The prize, named for the sixth-century poet, was established by the Division of Arts & Humanities in 2020. It is awarded to three graduating seniors who show a “spirit of intellectual adventure” in their chosen curricula as Harvard students.

Faculty from the Faculty of Arts and Sciences nominate students for the prize annually. Winners are selected by a committee made up of faculty from all divisions. The goal is to honor academic achievement in a “holistic” way, outside conventional standards like GPA or a thesis.

Heller did a joint concentration in Theater, Dance & Media and Women, Gender, and Sexuality Studies. In a statement, he said auditing two TDM courses that didn’t appear on his transcript — “Queer Cabaret” and “The AIDS Epidemic in Live Arts, Culture and Protest” — were instrumental in shaping his academic and artistic path.

“Here, performance provided me a sense of immediacy that I had been missing, giving me an embodied connection to queer narratives and awakening my desire to find new ways of connecting with queer histories,” Heller said. “… Reaching for these histories has brought me into networks of care and closeness that connect me both to other people and to the past.”

Singh did a joint concentration in Computer Science and Neuroscience and a secondary field in Philosophy. In a statement, Singh said he was diagnosed with glaucoma at 18 and experienced significant vision loss by the end of freshman fall, requiring him to leave Harvard for emergency surgery to prevent blindness. After a difficult year-long recovery, Singh said he returned feeling grief, anger and loneliness, and sought meaning in philosophy classes. Not finding the answers he was looking for, Singh learned to code and began exploring neuroanatomy, specifically computation, learning and their physical implementations in the brain.

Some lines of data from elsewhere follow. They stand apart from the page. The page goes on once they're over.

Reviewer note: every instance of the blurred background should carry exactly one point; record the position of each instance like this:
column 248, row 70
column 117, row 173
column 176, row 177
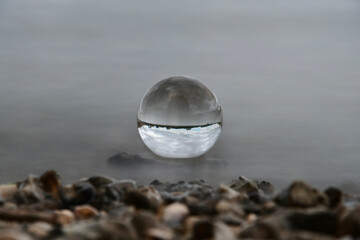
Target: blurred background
column 287, row 73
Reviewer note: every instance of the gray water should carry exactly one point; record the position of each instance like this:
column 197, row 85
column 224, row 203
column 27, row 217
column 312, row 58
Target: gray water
column 287, row 73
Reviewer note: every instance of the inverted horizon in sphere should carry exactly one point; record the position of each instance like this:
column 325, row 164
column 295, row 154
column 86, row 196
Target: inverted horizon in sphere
column 179, row 117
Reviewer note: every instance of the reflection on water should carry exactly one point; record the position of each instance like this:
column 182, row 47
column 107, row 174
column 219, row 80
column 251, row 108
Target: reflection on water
column 287, row 75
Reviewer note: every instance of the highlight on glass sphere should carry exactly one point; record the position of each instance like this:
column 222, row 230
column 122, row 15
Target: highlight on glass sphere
column 179, row 117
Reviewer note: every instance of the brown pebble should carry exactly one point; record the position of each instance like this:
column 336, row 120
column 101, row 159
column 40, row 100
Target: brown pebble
column 85, row 212
column 39, row 229
column 7, row 191
column 251, row 218
column 65, row 216
column 174, row 213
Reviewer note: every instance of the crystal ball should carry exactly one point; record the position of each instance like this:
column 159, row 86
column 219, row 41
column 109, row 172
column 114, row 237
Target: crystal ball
column 179, row 117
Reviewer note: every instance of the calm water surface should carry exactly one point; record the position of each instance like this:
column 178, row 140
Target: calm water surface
column 287, row 74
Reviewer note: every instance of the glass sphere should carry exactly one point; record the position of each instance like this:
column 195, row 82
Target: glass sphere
column 179, row 117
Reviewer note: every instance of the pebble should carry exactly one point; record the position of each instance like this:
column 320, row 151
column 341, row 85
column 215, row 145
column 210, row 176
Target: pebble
column 101, row 207
column 85, row 212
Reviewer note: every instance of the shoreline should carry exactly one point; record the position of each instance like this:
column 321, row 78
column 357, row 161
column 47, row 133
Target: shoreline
column 100, row 207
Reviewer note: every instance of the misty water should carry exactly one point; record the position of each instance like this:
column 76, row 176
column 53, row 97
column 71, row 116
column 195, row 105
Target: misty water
column 287, row 75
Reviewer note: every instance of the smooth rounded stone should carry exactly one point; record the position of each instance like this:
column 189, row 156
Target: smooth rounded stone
column 203, row 229
column 179, row 117
column 100, row 181
column 231, row 194
column 14, row 234
column 230, row 219
column 77, row 194
column 139, row 201
column 300, row 194
column 40, row 230
column 198, row 189
column 7, row 191
column 266, row 187
column 85, row 212
column 50, row 183
column 115, row 191
column 225, row 206
column 65, row 216
column 223, row 232
column 160, row 234
column 146, row 226
column 244, row 185
column 174, row 214
column 152, row 194
column 260, row 230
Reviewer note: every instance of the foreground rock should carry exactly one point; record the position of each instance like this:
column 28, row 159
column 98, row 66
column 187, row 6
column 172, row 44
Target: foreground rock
column 100, row 207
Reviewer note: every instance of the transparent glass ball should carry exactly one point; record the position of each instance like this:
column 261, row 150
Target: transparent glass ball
column 179, row 117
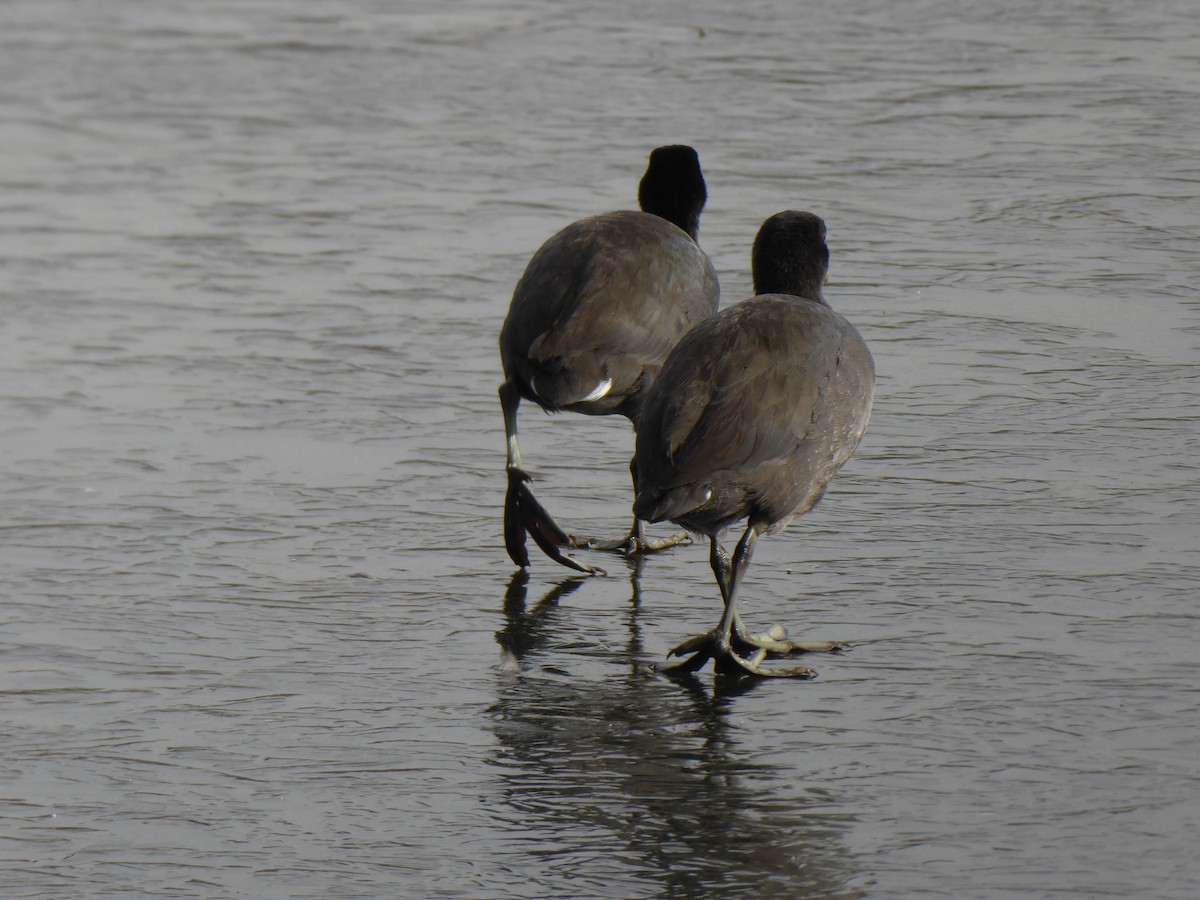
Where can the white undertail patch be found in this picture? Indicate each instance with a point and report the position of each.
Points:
(599, 391)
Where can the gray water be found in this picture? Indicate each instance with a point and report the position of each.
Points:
(259, 634)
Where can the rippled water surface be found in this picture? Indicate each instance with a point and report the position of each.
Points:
(259, 634)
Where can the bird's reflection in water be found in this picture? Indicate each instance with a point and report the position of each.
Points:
(633, 784)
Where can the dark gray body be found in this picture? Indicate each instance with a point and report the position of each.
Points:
(751, 415)
(606, 298)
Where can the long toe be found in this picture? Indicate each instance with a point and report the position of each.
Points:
(631, 545)
(539, 525)
(727, 661)
(774, 640)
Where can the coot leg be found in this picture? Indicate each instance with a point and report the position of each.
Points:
(522, 511)
(724, 645)
(636, 543)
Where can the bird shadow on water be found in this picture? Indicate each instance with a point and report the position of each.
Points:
(634, 784)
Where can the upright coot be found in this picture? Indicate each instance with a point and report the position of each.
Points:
(751, 415)
(597, 311)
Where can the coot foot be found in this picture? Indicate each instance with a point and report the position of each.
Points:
(727, 660)
(523, 515)
(774, 641)
(635, 544)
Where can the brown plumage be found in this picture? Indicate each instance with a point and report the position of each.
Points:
(753, 414)
(597, 311)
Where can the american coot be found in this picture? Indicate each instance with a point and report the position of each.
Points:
(597, 311)
(751, 415)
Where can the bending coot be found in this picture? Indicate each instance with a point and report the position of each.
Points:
(597, 311)
(753, 414)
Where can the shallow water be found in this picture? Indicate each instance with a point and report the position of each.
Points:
(259, 634)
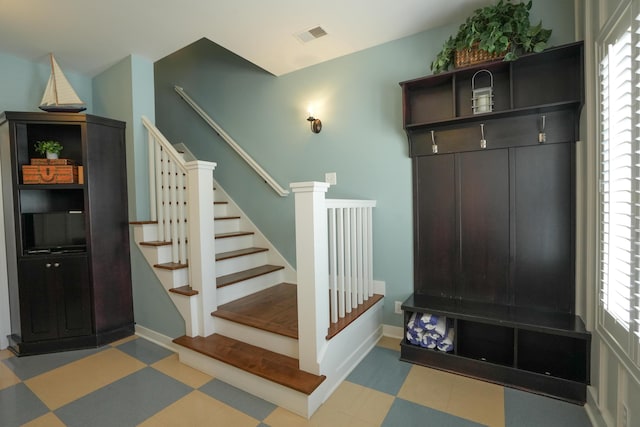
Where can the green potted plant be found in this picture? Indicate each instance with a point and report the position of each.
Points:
(49, 148)
(494, 31)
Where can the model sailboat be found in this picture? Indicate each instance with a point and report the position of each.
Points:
(59, 95)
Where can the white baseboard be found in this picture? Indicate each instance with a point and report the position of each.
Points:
(393, 331)
(156, 338)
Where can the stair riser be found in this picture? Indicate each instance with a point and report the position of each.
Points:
(234, 265)
(156, 254)
(145, 232)
(220, 209)
(227, 225)
(294, 401)
(241, 289)
(233, 243)
(270, 341)
(172, 278)
(188, 307)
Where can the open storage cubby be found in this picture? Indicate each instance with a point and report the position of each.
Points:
(67, 244)
(494, 221)
(485, 342)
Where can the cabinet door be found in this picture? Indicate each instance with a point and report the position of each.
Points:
(435, 225)
(54, 298)
(38, 295)
(74, 300)
(544, 236)
(484, 226)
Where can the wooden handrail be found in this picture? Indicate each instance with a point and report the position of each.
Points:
(233, 144)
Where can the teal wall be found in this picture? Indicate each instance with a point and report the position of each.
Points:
(125, 92)
(23, 82)
(362, 140)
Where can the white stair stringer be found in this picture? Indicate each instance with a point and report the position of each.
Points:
(187, 306)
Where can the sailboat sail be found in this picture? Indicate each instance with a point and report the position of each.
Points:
(59, 95)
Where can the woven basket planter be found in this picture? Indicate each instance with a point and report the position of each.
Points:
(467, 57)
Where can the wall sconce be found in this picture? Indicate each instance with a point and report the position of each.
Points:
(482, 97)
(316, 124)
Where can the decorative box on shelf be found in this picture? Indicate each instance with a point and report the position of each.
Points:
(50, 171)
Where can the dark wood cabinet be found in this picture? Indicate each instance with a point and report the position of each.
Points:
(67, 244)
(494, 221)
(56, 293)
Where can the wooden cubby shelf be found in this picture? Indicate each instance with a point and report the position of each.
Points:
(494, 223)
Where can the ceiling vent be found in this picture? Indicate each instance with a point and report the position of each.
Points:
(311, 34)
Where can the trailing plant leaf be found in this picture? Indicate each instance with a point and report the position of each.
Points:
(503, 27)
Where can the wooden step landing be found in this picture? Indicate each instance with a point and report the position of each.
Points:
(266, 364)
(274, 310)
(334, 328)
(230, 279)
(185, 290)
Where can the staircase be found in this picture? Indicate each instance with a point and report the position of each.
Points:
(243, 328)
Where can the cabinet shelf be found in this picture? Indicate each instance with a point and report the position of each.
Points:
(52, 187)
(495, 115)
(530, 318)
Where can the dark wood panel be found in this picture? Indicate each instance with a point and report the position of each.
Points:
(105, 169)
(74, 298)
(38, 298)
(484, 230)
(435, 225)
(544, 242)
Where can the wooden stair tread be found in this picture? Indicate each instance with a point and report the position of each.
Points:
(156, 243)
(232, 278)
(170, 266)
(274, 309)
(334, 328)
(224, 218)
(266, 364)
(233, 234)
(241, 252)
(184, 290)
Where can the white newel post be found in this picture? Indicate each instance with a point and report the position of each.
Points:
(201, 244)
(313, 272)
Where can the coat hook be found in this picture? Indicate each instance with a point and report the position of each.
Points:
(483, 142)
(542, 136)
(434, 146)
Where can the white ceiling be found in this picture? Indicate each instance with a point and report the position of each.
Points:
(88, 36)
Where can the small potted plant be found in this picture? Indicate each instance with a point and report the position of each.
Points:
(49, 148)
(491, 32)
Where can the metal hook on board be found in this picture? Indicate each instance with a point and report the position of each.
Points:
(542, 136)
(434, 146)
(483, 142)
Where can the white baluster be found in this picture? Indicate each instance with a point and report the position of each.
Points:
(333, 288)
(340, 272)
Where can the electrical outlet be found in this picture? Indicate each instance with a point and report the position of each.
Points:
(398, 307)
(331, 178)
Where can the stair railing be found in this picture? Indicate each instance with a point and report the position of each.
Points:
(181, 201)
(232, 143)
(334, 252)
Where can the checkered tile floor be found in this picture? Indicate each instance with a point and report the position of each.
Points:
(135, 382)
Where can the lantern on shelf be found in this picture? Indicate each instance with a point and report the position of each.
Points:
(482, 97)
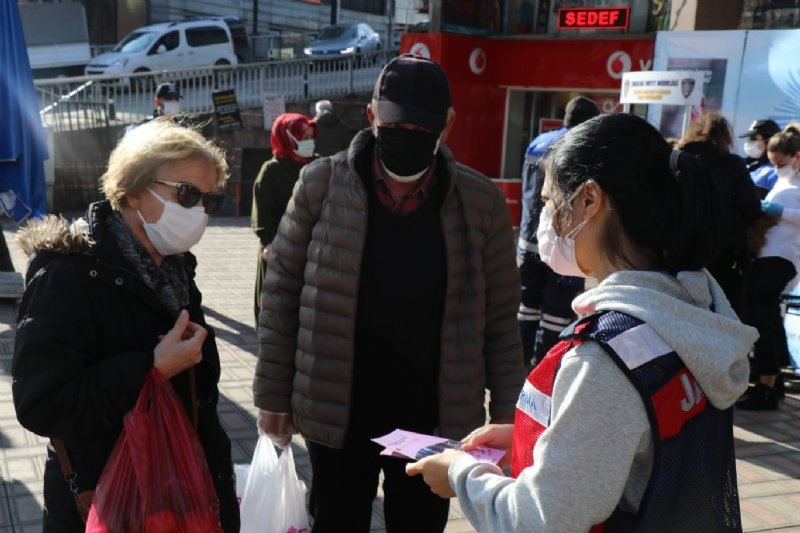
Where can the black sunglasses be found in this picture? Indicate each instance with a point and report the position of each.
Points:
(189, 195)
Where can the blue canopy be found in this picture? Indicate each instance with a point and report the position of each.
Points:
(23, 147)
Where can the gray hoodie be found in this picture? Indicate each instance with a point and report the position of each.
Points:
(597, 452)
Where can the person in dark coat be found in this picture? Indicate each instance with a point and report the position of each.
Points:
(333, 135)
(546, 304)
(709, 138)
(292, 141)
(113, 295)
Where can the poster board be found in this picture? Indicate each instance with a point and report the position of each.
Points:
(226, 110)
(681, 88)
(274, 105)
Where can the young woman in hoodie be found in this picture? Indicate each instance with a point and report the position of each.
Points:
(626, 424)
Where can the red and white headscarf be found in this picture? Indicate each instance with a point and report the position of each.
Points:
(282, 144)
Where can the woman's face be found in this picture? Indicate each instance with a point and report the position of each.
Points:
(194, 171)
(585, 204)
(307, 135)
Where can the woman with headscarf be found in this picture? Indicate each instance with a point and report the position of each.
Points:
(292, 141)
(110, 297)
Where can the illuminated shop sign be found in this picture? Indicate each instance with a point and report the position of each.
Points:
(595, 18)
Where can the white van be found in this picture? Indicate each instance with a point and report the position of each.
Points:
(169, 45)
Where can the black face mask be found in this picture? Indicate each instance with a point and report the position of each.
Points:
(406, 152)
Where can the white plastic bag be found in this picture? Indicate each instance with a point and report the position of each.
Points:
(274, 497)
(240, 473)
(288, 498)
(260, 480)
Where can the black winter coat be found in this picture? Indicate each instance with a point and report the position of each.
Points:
(87, 327)
(738, 197)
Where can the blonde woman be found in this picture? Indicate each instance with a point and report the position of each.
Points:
(111, 296)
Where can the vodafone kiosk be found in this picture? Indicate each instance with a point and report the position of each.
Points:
(508, 90)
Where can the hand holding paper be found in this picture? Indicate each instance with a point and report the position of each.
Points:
(410, 445)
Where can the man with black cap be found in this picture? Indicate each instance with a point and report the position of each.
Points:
(168, 104)
(389, 302)
(546, 306)
(755, 148)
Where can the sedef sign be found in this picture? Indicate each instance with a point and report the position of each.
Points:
(595, 18)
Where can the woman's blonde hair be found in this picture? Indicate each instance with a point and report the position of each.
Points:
(133, 163)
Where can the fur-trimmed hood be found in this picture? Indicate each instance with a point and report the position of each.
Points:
(55, 234)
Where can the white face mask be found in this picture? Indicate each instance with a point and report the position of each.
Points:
(171, 107)
(177, 230)
(404, 179)
(558, 252)
(304, 148)
(752, 149)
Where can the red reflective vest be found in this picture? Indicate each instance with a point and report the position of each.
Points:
(692, 486)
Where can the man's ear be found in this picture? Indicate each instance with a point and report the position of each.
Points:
(370, 115)
(451, 118)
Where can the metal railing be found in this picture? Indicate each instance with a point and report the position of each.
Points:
(70, 104)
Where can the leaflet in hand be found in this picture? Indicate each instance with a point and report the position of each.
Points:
(410, 445)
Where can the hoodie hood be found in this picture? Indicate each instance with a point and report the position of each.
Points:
(692, 315)
(54, 234)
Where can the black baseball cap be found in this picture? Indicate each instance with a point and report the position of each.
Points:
(578, 111)
(412, 90)
(168, 91)
(766, 127)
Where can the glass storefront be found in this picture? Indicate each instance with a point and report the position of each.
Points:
(770, 14)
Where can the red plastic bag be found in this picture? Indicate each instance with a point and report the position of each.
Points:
(156, 479)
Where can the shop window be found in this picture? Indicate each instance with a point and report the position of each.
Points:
(376, 7)
(770, 14)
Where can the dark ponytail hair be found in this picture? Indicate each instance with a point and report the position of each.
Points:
(786, 142)
(666, 209)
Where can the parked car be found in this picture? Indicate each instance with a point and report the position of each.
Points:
(241, 44)
(169, 45)
(344, 39)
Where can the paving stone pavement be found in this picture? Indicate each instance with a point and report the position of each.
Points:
(767, 444)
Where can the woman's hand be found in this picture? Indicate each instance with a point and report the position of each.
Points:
(279, 427)
(498, 436)
(180, 348)
(434, 472)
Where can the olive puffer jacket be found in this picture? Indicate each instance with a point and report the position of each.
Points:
(307, 326)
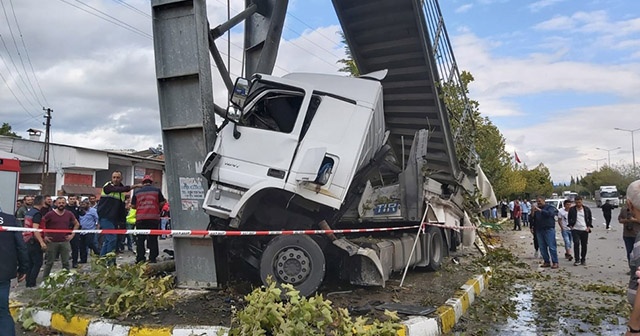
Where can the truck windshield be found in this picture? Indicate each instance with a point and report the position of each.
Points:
(272, 107)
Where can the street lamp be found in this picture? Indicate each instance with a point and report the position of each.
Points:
(608, 154)
(597, 160)
(633, 150)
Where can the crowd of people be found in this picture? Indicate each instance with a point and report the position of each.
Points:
(25, 253)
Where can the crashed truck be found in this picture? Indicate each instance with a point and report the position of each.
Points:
(309, 151)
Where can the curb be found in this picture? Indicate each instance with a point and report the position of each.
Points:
(446, 316)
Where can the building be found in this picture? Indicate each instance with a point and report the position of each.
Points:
(76, 170)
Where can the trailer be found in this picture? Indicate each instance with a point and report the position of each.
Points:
(306, 152)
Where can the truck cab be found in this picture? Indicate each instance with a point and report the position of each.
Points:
(303, 134)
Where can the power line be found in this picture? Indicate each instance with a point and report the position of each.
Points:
(115, 19)
(33, 91)
(17, 71)
(14, 95)
(26, 51)
(132, 8)
(308, 26)
(133, 29)
(301, 48)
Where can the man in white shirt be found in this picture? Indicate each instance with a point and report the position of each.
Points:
(567, 236)
(580, 222)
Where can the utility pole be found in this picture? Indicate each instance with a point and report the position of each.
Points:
(45, 157)
(608, 153)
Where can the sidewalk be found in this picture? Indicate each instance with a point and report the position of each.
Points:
(440, 322)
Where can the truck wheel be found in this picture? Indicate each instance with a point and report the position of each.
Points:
(436, 248)
(296, 260)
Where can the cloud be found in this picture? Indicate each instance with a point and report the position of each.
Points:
(100, 78)
(539, 5)
(464, 8)
(566, 142)
(565, 139)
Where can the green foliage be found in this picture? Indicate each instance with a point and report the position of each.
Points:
(350, 66)
(268, 313)
(538, 181)
(606, 176)
(5, 129)
(106, 290)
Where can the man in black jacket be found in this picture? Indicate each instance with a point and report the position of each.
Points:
(581, 223)
(544, 224)
(14, 263)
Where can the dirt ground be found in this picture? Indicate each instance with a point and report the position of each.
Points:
(421, 288)
(526, 299)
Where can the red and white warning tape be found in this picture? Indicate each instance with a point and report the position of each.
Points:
(229, 233)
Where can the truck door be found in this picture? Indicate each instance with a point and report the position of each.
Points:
(265, 137)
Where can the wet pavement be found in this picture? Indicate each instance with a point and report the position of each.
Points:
(125, 257)
(606, 266)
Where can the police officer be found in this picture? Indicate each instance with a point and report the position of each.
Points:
(14, 264)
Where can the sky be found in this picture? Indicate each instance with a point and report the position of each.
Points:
(556, 76)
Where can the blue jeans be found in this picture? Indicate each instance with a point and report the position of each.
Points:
(628, 245)
(163, 225)
(109, 240)
(547, 241)
(7, 326)
(568, 239)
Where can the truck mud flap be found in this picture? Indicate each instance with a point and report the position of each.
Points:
(363, 264)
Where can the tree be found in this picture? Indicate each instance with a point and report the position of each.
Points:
(538, 181)
(5, 129)
(475, 131)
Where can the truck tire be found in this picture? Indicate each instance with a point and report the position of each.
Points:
(296, 260)
(436, 248)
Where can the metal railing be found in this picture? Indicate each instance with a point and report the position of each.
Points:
(452, 89)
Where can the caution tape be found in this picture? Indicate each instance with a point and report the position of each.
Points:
(200, 233)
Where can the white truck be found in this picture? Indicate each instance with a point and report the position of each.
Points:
(316, 151)
(607, 193)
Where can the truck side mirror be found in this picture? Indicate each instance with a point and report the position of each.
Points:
(240, 92)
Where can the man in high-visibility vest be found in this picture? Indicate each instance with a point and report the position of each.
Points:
(148, 202)
(111, 209)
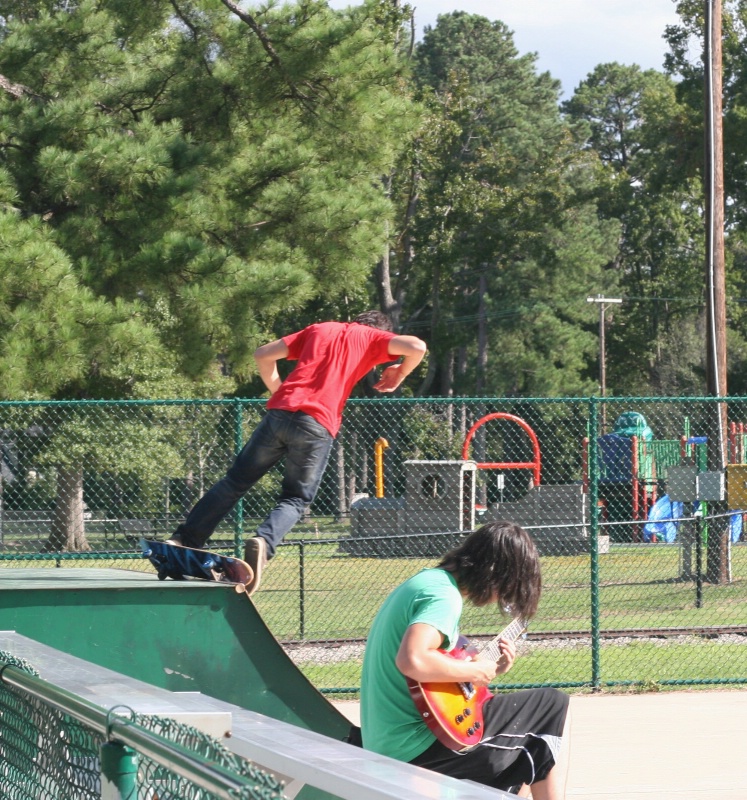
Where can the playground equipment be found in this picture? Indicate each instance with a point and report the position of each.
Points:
(557, 516)
(633, 467)
(439, 499)
(439, 505)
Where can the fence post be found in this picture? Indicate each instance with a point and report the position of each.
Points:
(118, 772)
(238, 443)
(302, 589)
(594, 541)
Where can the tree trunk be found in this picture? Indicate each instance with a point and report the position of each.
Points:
(68, 532)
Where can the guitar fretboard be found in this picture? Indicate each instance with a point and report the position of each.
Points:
(492, 651)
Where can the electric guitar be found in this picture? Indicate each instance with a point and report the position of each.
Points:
(453, 711)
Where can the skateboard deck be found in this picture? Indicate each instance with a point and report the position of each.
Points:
(178, 563)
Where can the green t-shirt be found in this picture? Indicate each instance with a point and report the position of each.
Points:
(390, 722)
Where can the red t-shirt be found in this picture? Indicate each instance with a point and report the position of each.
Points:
(332, 357)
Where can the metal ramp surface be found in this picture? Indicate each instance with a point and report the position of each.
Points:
(183, 636)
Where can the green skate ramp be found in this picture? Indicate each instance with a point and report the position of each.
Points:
(184, 636)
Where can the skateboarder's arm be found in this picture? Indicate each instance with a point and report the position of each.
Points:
(267, 357)
(412, 351)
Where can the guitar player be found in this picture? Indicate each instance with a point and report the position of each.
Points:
(411, 636)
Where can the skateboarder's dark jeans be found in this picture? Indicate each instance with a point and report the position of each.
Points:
(293, 435)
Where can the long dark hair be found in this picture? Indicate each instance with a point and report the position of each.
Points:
(498, 561)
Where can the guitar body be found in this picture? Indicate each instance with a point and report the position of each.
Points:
(452, 711)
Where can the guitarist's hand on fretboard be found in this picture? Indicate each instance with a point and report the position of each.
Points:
(507, 657)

“Harvard has made the biggest problem in my life finally seem tractable,” Singh said. “My senior year courses on neuroplasticity, stem cell regeneration, and drug discovery have prepared me to realistically devote my life to curing glaucoma by combining machine learning and biotechnology. Why we suffer is a question I have not answered, and likely never will. What to do in the face of suffering, perhaps a more important question, is what my Harvard education has empowered me to answer.”

Zhou did a joint concentration in History of Art & Architecture and English. In a statement, she said that although her primary academic interests are art and literature of late medieval and early modern Europe, it was courses outside those fields that impacted her most, including courses on diagrams, property regimes and the social impact of scientific advancement.

“I have pursed an interest in not only what and how people create — standard fare in the study of art and literature — but also the human identities, conditions, and possibilities that are in turn generated by those very creations,” Zhou said.